We have moved our forum to GitHub Discussions. For questions about Phalcon v3/v4/v5 you can visit here and for Phalcon v6 here.

Data consistency with findFirst then ->create()

I'm consistently having an issue in a production environment where I'm doing a query to see if the row exists, if so update, if not insert.

Here is the code

$hasExistingVisit = \Model\UserVisit::findFirst(array(
    'fromUserId = :fromUserId: AND toUserId = :toUserId:',
    "bind" => array(
        'fromUserId' => $this->currentUser->userId,
        'toUserId' => $this->profileUser->userId,
    ),
));

if($hasExistingVisit) {
    $hasExistingVisit->visitCount++;
    $hasExistingVisit->seen = 0;
    $hasExistingVisit->lastVisit = new \Phalcon\Db\RawValue('NOW()');               
    $hasExistingVisit->save();              
} else {
    $newVisit = new \Model\UserVisit;
    $newVisit->fromUserId = $this->currentUser->userId;
    $newVisit->toUserId = $this->profileUser->userId;
    $newVisit->lastVisit = new \Phalcon\Db\RawValue('NOW()');
    $newVisit->create();
}

About .001% of the time it will get this error:

SQLSTATE[23000]: Integrity constraint violation: 1062 Duplicate entry '977070-935378' for key 'PRIMARY'

I've tried everything, including using $hasExistingVisit !== false

This is probably a symptom of another problem, but I'm not calling it twice, and even if it were a race condition, its directly after the query, so it would be unlikely to trigger an error.

Any help/thoughts would be appreciated, thank you!

Simply - if people will refresh two times before adding to database in first time this condition will be ture.
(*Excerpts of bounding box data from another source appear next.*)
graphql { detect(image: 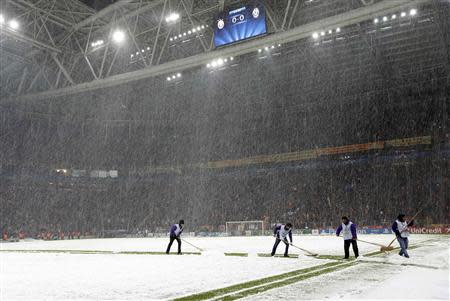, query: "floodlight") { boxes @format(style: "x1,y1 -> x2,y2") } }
112,29 -> 125,43
9,19 -> 19,30
166,13 -> 180,23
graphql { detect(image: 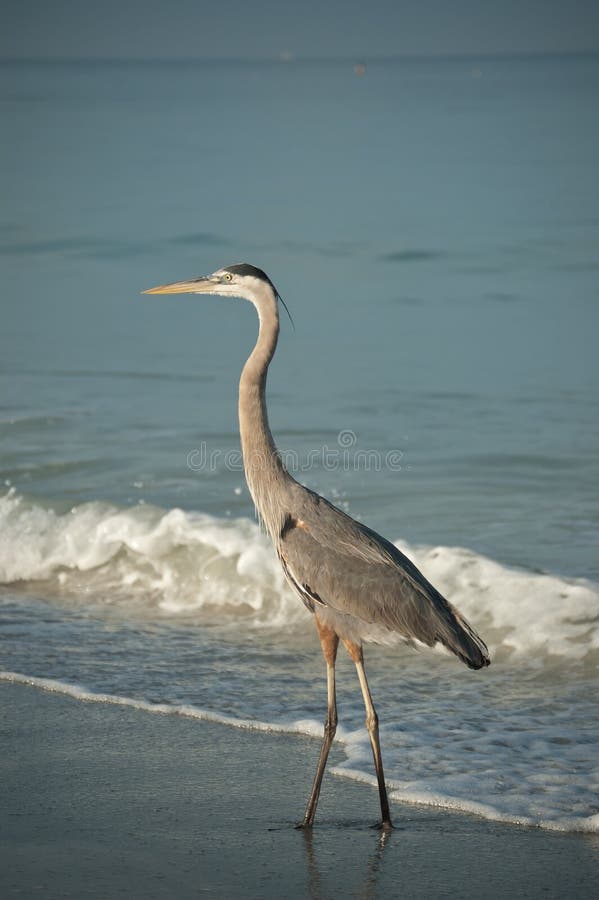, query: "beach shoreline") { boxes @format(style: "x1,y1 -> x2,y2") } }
0,682 -> 599,898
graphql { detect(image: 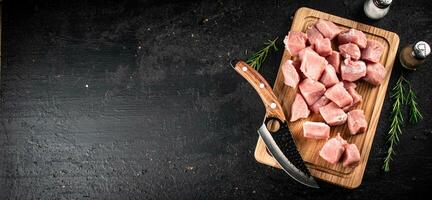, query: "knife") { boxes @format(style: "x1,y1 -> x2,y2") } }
230,60 -> 319,188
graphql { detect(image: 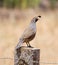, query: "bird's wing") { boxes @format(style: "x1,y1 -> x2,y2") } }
21,28 -> 36,38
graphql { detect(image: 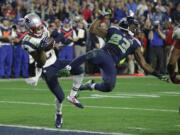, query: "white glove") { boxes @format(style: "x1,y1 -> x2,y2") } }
25,67 -> 42,86
25,76 -> 39,86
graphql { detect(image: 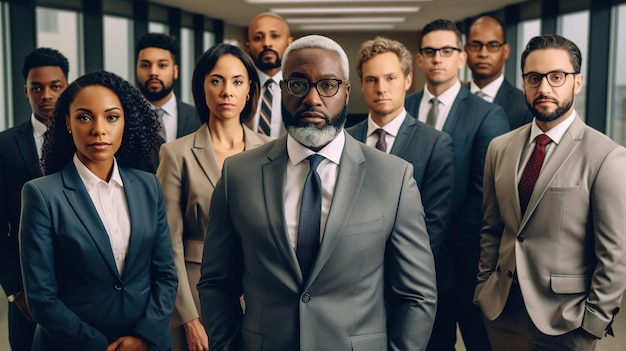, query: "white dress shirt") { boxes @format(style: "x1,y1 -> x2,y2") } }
285,130 -> 346,249
30,113 -> 48,160
252,70 -> 284,138
365,108 -> 406,153
417,80 -> 461,130
516,110 -> 577,183
150,93 -> 178,142
73,154 -> 130,276
470,74 -> 504,103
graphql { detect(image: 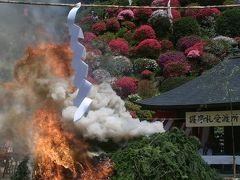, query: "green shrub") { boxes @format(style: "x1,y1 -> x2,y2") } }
173,17 -> 200,41
111,128 -> 221,180
159,77 -> 195,93
205,40 -> 232,57
216,8 -> 240,37
125,101 -> 154,120
102,56 -> 132,76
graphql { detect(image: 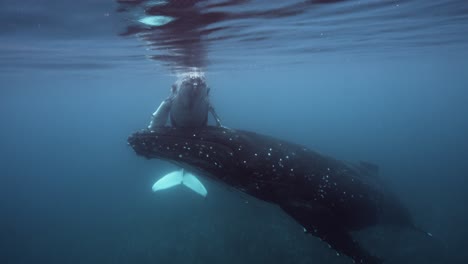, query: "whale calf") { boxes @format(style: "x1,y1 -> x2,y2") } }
128,126 -> 424,264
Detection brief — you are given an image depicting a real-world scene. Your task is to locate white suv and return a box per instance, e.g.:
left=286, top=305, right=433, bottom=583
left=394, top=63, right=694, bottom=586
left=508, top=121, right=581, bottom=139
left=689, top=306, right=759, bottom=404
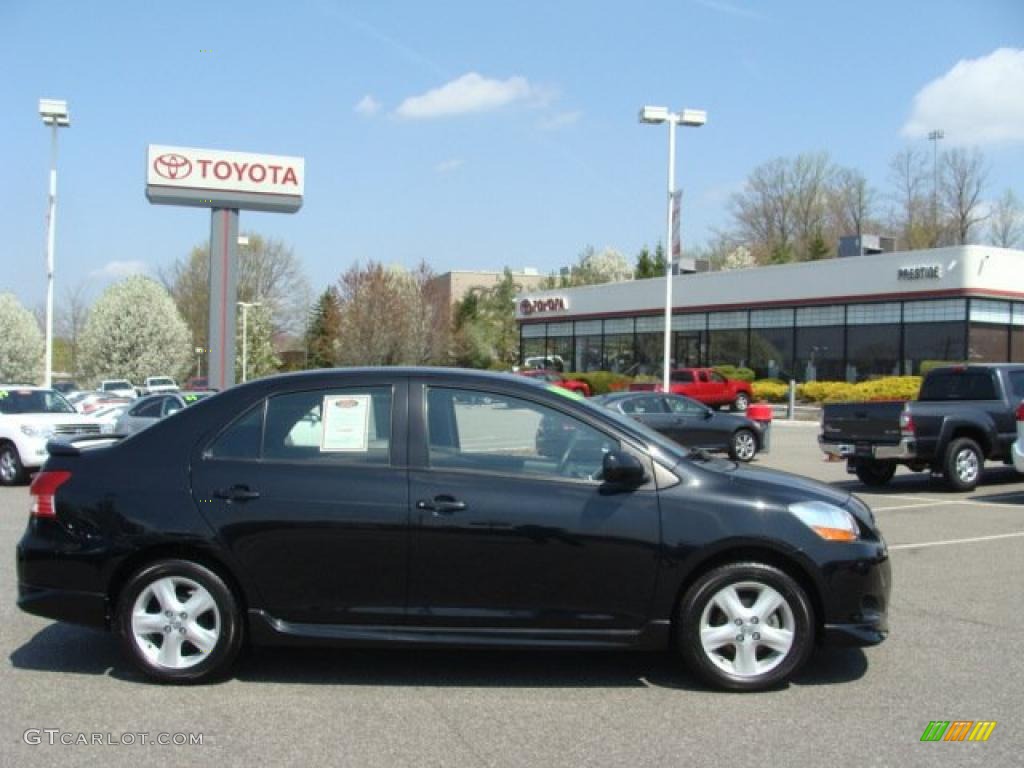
left=0, top=384, right=99, bottom=485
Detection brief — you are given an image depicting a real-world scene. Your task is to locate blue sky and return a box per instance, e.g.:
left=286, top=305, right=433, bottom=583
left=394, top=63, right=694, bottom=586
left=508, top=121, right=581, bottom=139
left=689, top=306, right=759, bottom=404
left=0, top=0, right=1024, bottom=305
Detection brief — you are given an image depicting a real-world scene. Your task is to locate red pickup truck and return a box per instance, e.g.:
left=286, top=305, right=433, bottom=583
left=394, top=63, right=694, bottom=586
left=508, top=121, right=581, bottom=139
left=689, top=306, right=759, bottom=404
left=630, top=368, right=754, bottom=411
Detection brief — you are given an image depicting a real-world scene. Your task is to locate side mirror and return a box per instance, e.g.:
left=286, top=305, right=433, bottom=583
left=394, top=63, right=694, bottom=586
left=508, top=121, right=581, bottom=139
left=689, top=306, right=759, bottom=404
left=601, top=451, right=645, bottom=485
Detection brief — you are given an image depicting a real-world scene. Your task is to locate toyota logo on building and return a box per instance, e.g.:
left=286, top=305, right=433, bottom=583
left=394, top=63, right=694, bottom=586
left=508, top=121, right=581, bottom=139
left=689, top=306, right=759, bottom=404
left=153, top=154, right=191, bottom=181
But when actually making query it can be already there - this is why you have error. For this case you simply should put this has existing visit to some kind of cache to be honest.

What about locking beforehand?

Altenatively you could go down to raw SQL and do a REPLACE or INSERT...IGNORE or INSERT ... ON DUPLICATE KEY UPDATE. This page explains the differences: https://chartio.com/resources/tutorials/how-to-insert-if-row-does-not-exist-upsert-in-mysql/

If it were me, I'd do an INSERT...IGNORE. In this case, the data is only going to be off by one, and you don't really need to record both visits anyway.

Answering myself after several years: the challenge with this problem was actually an unavoidable race condition. The solution for these kinds of problems are to publish the change to a queue and run the queries by a worker which guarantees they will run in order and not have a race condition as long as the worker consumer is single-threaded.